Discerning Legitimate Failures From False Alerts: A Study of Chromium's Continuous Integration

Flakiness is a major concern in Software testing. Flaky tests pass and fail for the same version of a program and mislead developers who spend time and resources investigating test failures only to discover that they are false alerts. In practice, the defacto approach to address this concern is to rerun failing tests hoping that they would pass and manifest as false alerts. Nonetheless, completely filtering out false alerts may require a disproportionate number of reruns, and thus incurs important costs both computation and time-wise. As an alternative to reruns, we propose Fair, a novel lightweight approach that classifies test failures into false alerts and legitimate failures. Fair relies on a classifier and a set of features from the failures and test artefacts. To build and evaluate our machine learning classifier, we use the continuous integration of the Chromium project. In particular, we collect the properties and artefacts of more than 1 million test failures from 2,000 builds. Our results show that Fair can accurately distinguish legitimate failures from false alerts, with an MCC up to 95%. Moreover, by studying different test categories: GUI, integration and unit tests, we show that Fair classifies failures accurately even when the number of failures is limited.
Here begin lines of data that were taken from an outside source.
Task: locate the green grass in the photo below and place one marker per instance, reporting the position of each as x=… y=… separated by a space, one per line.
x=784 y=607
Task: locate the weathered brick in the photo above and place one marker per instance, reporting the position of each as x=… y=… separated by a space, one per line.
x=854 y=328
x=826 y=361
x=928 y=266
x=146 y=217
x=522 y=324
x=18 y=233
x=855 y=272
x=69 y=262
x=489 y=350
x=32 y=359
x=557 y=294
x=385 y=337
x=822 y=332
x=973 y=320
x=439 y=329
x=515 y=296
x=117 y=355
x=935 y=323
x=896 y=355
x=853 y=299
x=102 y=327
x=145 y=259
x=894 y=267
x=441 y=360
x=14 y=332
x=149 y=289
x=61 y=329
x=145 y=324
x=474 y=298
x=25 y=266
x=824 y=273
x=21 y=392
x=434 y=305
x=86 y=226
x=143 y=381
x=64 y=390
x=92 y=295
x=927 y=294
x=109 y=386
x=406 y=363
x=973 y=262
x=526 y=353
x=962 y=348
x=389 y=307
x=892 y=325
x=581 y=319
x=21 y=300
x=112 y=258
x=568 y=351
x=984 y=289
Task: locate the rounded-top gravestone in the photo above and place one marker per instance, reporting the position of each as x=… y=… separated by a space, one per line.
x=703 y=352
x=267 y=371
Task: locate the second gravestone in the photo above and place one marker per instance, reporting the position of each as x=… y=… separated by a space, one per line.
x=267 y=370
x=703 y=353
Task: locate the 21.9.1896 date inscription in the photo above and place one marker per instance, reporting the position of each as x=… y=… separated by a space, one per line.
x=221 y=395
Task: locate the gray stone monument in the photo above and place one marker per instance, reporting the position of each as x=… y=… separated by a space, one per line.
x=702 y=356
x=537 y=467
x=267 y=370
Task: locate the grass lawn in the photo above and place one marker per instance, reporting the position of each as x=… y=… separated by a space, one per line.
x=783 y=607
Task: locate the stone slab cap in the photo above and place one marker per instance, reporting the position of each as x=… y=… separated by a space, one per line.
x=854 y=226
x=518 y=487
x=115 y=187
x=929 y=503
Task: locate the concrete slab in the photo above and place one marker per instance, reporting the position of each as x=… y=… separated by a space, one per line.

Finally, we compare the costs of our approach to reruns and show that Fair could save up to 20 minutes of computation time per build.

[1]  Yves Le Traon,et al.  Assessing Transition-Based Test Selection Algorithms at Google , 2019, 2019 IEEE/ACM 41st International Conference on Software Engineering: Software Engineering in Practice (ICSE-SEIP).

[2]  Teng Long,et al.  Modeling and Ranking Flaky Tests at Apple , 2020, 2020 IEEE/ACM 42nd International Conference on Software Engineering: Software Engineering in Practice (ICSE-SEIP).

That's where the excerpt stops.